Затем лондонец достал из кармана густо исписанный лист бумаги и, откашлявшись, прочитал:

«В подпольной Польше действуют заместитель премьер-министра польского правительства и три министра. Их имена известны английскому правительству. Мы уверены, что они будут признаны полноправными представителями законной государственной власти и выразителями воли нации…»

Последняя фраза этого текста была явно обращена к русским. По мнению премьера Миколайчика, главной целью восстания является захват власти в стране до прихода в Варшаву советских войск. Это одобрено британским правительством.

Пан Янковский довольно быстро вошел в свою роль заместителя главы правительства. Чаще, чем требовалось, он употреблял фразу, выводившую из себя генерала Бура: «Я, как представитель верховной власти…»

Когда полковник Монтер снова напомнил, что у повстанцев мало оружия, боеприпасов и продовольствия, рискованно начинать восстание, Янковский прервал его:

— Я, как представитель верховной власти, настаиваю, что надо выступать немедленно… Нам необходимо подкрепить позиции пана премьера Миколайчика, который сейчас находится на пути в Москву.

Но главное пан Янковский приберег под конец.

— На прошлой неделе британский премьер совещался с Миколайчиком, и они наметили единый план действий. Миколайчик полетит в Москву для переговоров с большевиками, а тем временем в Варшаве, как бы стихийно, вспыхнет восстание…

Он, Янковский, возглавит правительство, которое немедленно признают в Лондоне и Вашингтоне. Это уже согласовано… Таким образом, Польский комитет Национального Освобождения, который объявил себя временным демократическим правительством, потеряет свое значение.

— Поэтому, господа, нельзя откладывать восстание, — заключил Янковский.

— Его цели имеют скорее политическое, чем узковоенное значение. В приказе генерала Бура войскам Армии Крайовой мы кое-что говорим о наших отношениях к большевикам.

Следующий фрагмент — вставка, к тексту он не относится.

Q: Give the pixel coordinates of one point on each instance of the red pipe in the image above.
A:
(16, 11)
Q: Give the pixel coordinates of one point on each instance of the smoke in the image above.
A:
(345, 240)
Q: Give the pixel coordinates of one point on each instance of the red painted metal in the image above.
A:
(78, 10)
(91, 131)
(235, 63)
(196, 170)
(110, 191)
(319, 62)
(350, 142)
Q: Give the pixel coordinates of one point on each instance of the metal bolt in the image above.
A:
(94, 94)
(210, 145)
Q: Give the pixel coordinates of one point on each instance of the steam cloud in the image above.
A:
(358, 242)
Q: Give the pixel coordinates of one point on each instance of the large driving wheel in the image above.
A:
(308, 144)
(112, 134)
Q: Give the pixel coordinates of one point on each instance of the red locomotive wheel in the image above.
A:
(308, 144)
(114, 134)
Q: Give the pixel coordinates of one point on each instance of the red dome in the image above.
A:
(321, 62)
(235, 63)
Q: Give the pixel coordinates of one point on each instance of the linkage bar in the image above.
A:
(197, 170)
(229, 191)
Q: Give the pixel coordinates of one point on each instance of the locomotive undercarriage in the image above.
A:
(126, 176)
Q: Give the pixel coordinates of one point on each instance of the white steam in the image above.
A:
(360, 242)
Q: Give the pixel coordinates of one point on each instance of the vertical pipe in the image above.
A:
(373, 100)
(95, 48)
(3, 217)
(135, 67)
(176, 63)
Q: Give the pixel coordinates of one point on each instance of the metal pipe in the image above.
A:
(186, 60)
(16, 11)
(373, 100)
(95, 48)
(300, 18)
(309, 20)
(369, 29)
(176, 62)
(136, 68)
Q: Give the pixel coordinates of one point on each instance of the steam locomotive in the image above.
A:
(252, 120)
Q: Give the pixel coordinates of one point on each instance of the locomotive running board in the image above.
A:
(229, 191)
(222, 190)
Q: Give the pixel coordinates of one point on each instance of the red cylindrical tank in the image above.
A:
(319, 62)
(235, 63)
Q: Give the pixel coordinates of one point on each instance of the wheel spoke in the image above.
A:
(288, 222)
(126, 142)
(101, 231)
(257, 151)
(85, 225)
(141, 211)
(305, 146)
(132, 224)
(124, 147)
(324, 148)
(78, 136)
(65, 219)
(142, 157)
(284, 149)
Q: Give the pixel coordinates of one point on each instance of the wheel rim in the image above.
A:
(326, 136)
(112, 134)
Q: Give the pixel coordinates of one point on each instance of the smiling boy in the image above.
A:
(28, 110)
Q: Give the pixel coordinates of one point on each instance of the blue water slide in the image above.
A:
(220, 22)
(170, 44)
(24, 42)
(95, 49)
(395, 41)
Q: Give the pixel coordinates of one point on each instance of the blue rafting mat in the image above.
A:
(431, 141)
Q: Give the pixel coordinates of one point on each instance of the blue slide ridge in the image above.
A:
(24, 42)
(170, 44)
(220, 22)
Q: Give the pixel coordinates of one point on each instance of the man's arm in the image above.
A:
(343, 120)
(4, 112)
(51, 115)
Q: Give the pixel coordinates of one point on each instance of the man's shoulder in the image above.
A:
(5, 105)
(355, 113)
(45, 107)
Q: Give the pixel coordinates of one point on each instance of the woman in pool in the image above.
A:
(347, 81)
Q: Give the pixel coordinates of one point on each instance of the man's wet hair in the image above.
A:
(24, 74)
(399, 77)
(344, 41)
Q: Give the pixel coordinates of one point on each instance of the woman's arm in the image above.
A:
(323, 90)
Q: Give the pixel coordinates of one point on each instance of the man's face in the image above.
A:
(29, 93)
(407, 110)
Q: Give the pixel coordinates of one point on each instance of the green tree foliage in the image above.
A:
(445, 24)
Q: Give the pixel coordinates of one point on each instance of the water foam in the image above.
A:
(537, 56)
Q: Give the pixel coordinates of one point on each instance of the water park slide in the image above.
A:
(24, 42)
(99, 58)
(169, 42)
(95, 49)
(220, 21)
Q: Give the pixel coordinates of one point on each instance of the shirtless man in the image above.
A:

Надо охладить пыл нашего мужичья, которое слишком восторженно встречает Красную Армию.

Буру явно не понравилось, что Янковский подчеркнул, что приказ написан не генералом. Напрасно. Ведь именно он постоянно старался поддерживать антирусские и антисоветские настроения в Армии Крайовой, хотя было это нелегко. Именно он приказал начать диверсионную борьбу в тылу советских войск. Именно он распорядился проводить карательные меры против советских партизан и вообще левых элементов силами Армии Крайовой.